Saturday, March 17, 2012

No Phallacy With Phallic Jokes in 'Jump Street'

Do you ever go to the movies and are disappointed when the funniest scenes are in the trailer? Me too. But luckily this isn't one of those movies.

Jonah Hill and Channing Tatum team up in the foul-mouthed action/comedy, police-farce 21 Jump Street, a remake of the late 80's TV series that follows two undercover cops investigating crimes-- in this case a high school. And I promise you, no trailer could legally show the funniest scenes in this film.

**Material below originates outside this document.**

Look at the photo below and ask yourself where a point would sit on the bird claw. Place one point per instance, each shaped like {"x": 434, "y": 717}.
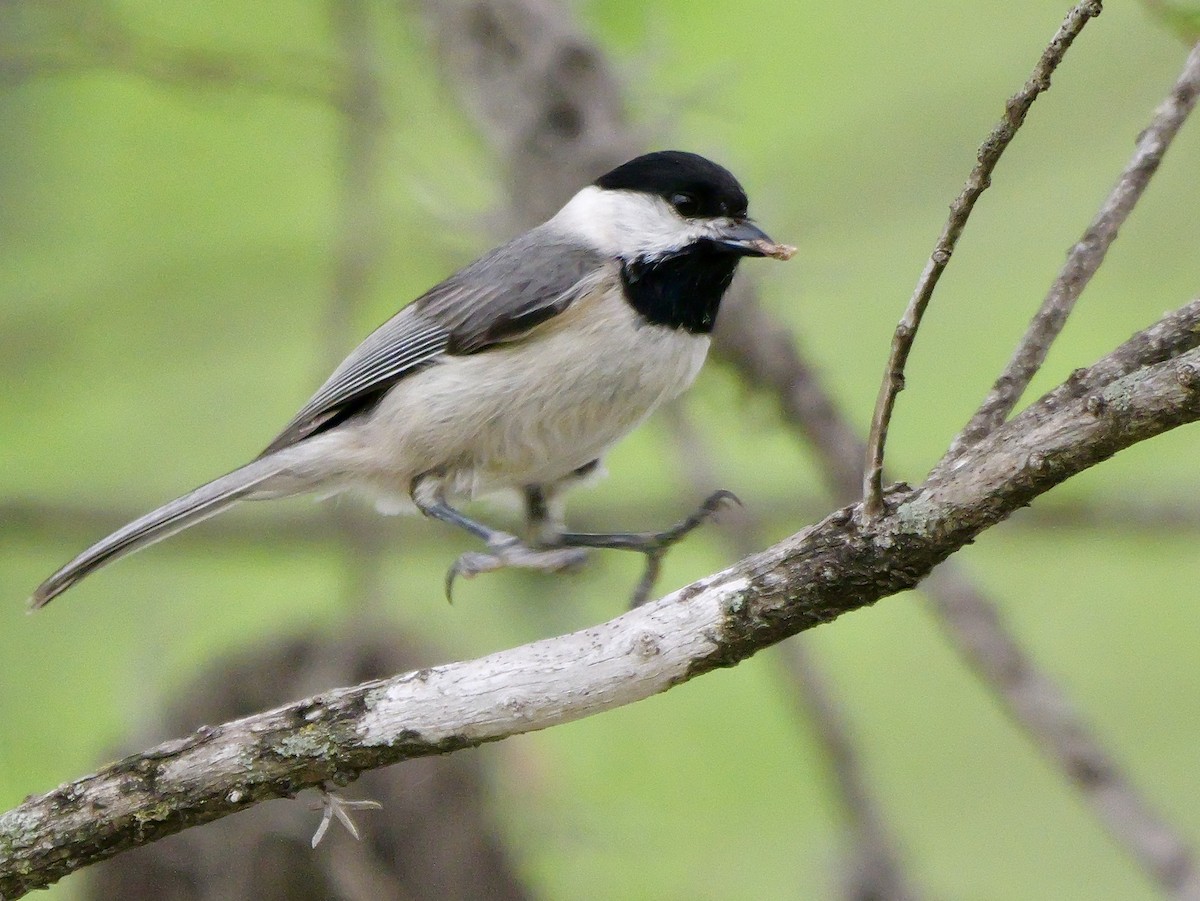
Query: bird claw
{"x": 513, "y": 553}
{"x": 335, "y": 805}
{"x": 658, "y": 544}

It's a clever, self-aware story with a simple premise, which as long as you don't take it too seriously you're almost guaranteed a good time. Hill and Tatum's characters are assigned to pose as teen-aged students in a high school to investigate the distribution of a new drug that recently killed one of its students. Hill, having been the unnoticed, unpopular nerd with no lady-swag, gets to relive his high school days by befriending the cool-clique, led by the leader and suspected drug dealer Eric (Dave Franco). Meanwhile, Tatum realizes there might have been more to high school than picking on nerds, chasing girls and undervaluing his education.

 It sounds like an odd pairing, but Hill and Tatum actually work extremely well together--a symbiotic relationship. Hill seems the obvious fit for this type of film, known for his comedic roles, i.e.: Superbad, Knocked Up. But Tatum, who's probably more known for his overly-masculine roles (Fighting, G.I. Joe, Haywire, take your pick) was surprisingly humorous. In fact, the film occasionally poked fun at Tatum's lady-appeal. Their (AP) chemistry never felt forced and both drew some solid and funny performances. I believe both actors can be versatile, when they want. Hill showed us a dramatic performance in Moneyball and Tatum, although have been disappointed with his choice in movies in recent years, gave a very profound and vulnerable performance that I will not forget in A Guide to Recognizing Your Saints.

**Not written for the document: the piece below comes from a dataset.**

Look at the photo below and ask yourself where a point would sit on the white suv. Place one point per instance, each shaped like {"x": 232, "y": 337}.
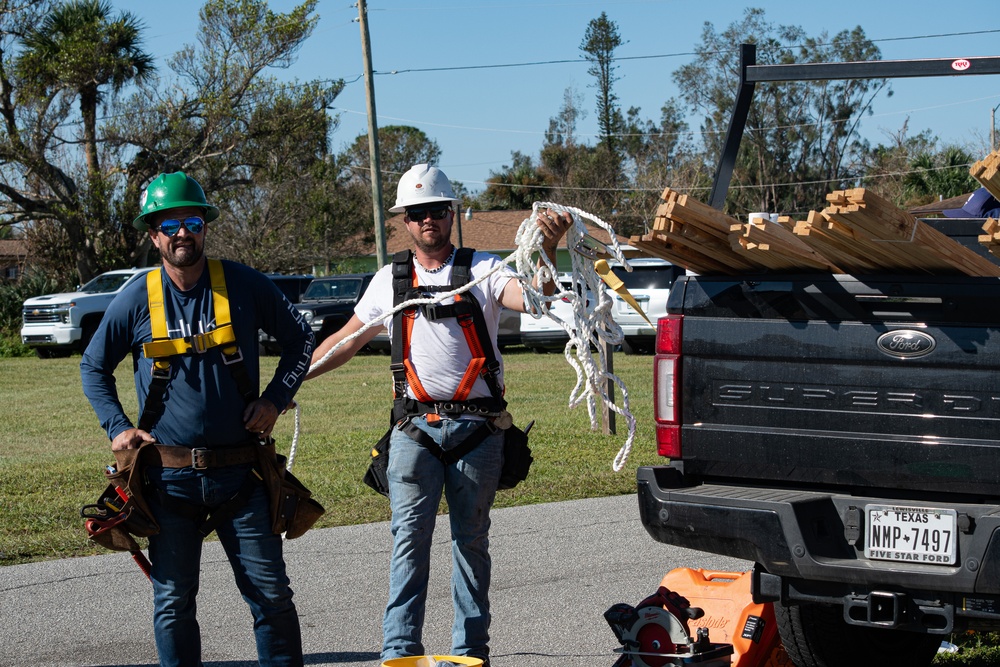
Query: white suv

What sets this film above other action comedies in recent years is a very self-aware story based on a simple premise. There's almost no chance in being original with this type of story and genre, so the only way to achieve any kind of success is to poke fun at itself. It relies on the idea that its audience is also self aware in order to get away with being a little absurd and stretching the limits of reality to achieve ultimate comic-affect. For example, during a fast-paced car chase both Hill and Channing's characters wonder why nothing's blowing up. And like I mentioned, as long as you don't take it too seriously you can see how clever it can be and will find amusement in all its illogical humor.

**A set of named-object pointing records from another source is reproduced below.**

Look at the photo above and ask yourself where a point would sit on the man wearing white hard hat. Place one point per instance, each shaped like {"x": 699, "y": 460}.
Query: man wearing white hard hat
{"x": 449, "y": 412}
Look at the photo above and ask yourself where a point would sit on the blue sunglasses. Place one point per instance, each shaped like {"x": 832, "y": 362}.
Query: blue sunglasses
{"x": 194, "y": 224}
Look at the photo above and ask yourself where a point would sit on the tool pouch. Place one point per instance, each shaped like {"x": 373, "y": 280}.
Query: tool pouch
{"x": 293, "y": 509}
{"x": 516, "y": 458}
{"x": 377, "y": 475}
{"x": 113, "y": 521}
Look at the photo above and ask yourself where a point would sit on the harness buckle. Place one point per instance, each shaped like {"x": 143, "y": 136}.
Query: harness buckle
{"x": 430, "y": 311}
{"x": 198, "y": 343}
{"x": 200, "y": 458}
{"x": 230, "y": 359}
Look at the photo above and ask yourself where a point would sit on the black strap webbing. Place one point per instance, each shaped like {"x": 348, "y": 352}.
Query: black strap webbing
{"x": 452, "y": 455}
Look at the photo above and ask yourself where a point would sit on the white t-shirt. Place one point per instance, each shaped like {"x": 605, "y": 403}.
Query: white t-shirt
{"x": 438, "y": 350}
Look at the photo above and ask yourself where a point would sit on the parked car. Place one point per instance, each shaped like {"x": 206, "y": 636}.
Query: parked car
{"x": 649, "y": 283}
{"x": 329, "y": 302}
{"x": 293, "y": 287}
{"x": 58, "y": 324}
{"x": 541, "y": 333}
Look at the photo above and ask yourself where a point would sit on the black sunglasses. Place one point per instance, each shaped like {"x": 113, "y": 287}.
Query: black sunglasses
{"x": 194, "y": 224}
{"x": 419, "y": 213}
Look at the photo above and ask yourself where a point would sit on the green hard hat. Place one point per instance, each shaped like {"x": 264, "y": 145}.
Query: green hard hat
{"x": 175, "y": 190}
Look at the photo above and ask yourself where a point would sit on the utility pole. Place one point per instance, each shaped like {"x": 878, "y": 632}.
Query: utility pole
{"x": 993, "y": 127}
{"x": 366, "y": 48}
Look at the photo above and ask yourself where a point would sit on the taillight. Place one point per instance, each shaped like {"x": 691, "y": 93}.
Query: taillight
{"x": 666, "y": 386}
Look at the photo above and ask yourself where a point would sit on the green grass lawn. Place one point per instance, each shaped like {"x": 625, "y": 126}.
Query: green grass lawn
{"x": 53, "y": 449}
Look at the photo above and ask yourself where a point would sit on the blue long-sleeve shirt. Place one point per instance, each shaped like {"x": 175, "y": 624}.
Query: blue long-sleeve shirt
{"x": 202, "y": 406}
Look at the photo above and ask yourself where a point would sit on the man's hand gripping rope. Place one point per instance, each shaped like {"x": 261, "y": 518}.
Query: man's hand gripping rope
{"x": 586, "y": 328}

And let's not forget--all the dick jokes. Just when you think one dick joke is better than the last another one hits you right in the...well, you get the picture. The jokes are fresh, current and often times crude, making this the ideal film for the teenage, young adult demographic (or at least anyone with a sense of humor, in my opinion).

Brie Larson, Ice Cube, Ellie Kemper, Rob Riggle and Chris Parnell co-star. Cube's expected ruthlessness and bellowing came at no surprise, but also didn't keep me from laughing any harder. I can't stress how self-aware this film is and if you're willing to just be entertained for about an hour and a half, I highly recommend you check out one of the best comedies to come out in a while.